Cecilia, al borde de las lágrimas, sacude la cabeza exclamando «No, no, no» y «¡Estás equivocada!». Pero sabe que tengo razón. Puedo ver el arrepentimiento en su cara. Echo a correr, antes de perder el control y hacerle algo horrible. Mientras me alejo, la oigo gritar mi nombre con una intensidad brutal y desgarradora, como si la estuvieran matando, y quizá sea así. Pero lentamente. Tardará seis años en morir.
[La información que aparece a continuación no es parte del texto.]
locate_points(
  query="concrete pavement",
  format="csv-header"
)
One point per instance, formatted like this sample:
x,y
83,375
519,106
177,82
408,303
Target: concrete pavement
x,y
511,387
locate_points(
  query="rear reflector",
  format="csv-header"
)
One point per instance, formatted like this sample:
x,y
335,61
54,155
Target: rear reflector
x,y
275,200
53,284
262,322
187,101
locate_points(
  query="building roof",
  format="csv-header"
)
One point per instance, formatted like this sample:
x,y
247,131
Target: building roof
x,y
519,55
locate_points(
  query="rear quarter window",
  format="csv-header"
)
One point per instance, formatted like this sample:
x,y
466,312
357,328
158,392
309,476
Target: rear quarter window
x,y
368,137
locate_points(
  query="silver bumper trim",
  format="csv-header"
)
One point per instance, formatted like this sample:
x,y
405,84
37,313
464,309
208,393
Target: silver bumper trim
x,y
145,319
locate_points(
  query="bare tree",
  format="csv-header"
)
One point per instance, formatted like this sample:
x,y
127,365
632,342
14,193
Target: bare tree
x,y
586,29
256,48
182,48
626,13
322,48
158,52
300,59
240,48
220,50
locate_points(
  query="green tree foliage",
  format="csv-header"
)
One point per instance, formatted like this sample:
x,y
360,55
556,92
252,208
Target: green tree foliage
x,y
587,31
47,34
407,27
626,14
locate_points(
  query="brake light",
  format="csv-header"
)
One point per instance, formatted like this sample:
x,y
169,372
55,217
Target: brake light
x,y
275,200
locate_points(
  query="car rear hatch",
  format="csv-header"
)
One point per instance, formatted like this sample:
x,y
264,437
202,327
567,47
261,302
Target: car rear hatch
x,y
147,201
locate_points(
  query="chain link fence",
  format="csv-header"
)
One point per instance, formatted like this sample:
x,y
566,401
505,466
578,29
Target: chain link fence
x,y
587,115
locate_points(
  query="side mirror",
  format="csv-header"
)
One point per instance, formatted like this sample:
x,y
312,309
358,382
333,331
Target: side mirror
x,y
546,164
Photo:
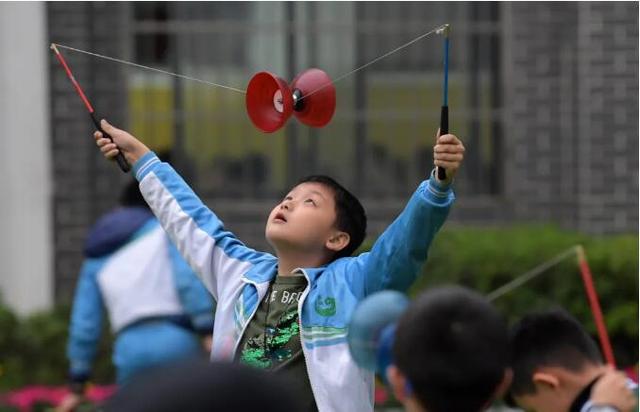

Es mi último día en la mansión de Linden. O tal vez sea la mansión de Vaughn. Es él quien la convirtió en lo que es y Linden no es más que un títere, como sus esposas. Me resultaría más fácil si pudiera seguir odiándole como al principio, para escapar de su cruel tiranía sin siquiera mirar atrás. Pero en mi corazón sé que no es una mala persona y lo mínimo que puedo hacer es despedirme de él. Cuando se despierte por la mañana, yo ya me habré ido. Pensará que me he muerto y esparcirá mis cenizas. O tal vez Cecilia las conservará en una urna al lado de las de Jenna.
Cecilia. La última hermana esposa que me queda. Pienso hacer todo lo posible por evitarla durante el resto de la tarde, pero no es necesario, porque no se deja ver. Ni siquiera baja a cenar, y a Linden le está empezando a preocupar que se salte tantas comidas. Me pregunta si últimamente he advertido si le pasa algo y le respondo que es normal que esté afectada dadas las circunstancias. Linden no ha sido capaz de entender el dolor de sus esposas por la muerte de Jenna. Por eso, cuando lo uso como una excusa por el extraño comportamiento de Cecilia, no dice nada más.
Linden apenas conoció a Jenna y yo ya no creo que Vaughn secuestrara a tres novias por el bien de su hijo. Jenna fue la de usar y tirar; Cecilia, la fábrica de bebés, y yo, supuestamente, la niña de sus ojos.
Después de cenar, a eso de las ocho, llamo a Deirdre para que me prepare uno de sus baños de manzanilla. Se la ve apagada. Al morir Jenna, vendieron a Adair en una subasta. Yo no soy la única que ha perdido a un amigo. Deirdre trajina sin embargo como si nada por la habitación, ordenando y volviendo a ordenar el maquillaje del tocador mientras estoy en la bañera. Me pregunto qué será de ella en cuanto me haya ido, si la venderán a otra mansión. Tal vez se convierta en la cuidadora de Bowen. Es un poco más joven que Cecilia y vivirá al menos hasta que él sea un adolescente. Quizá pueda consolarle cuando llore y contarle cosas bonitas del mundo, como la playa que pintó su padre.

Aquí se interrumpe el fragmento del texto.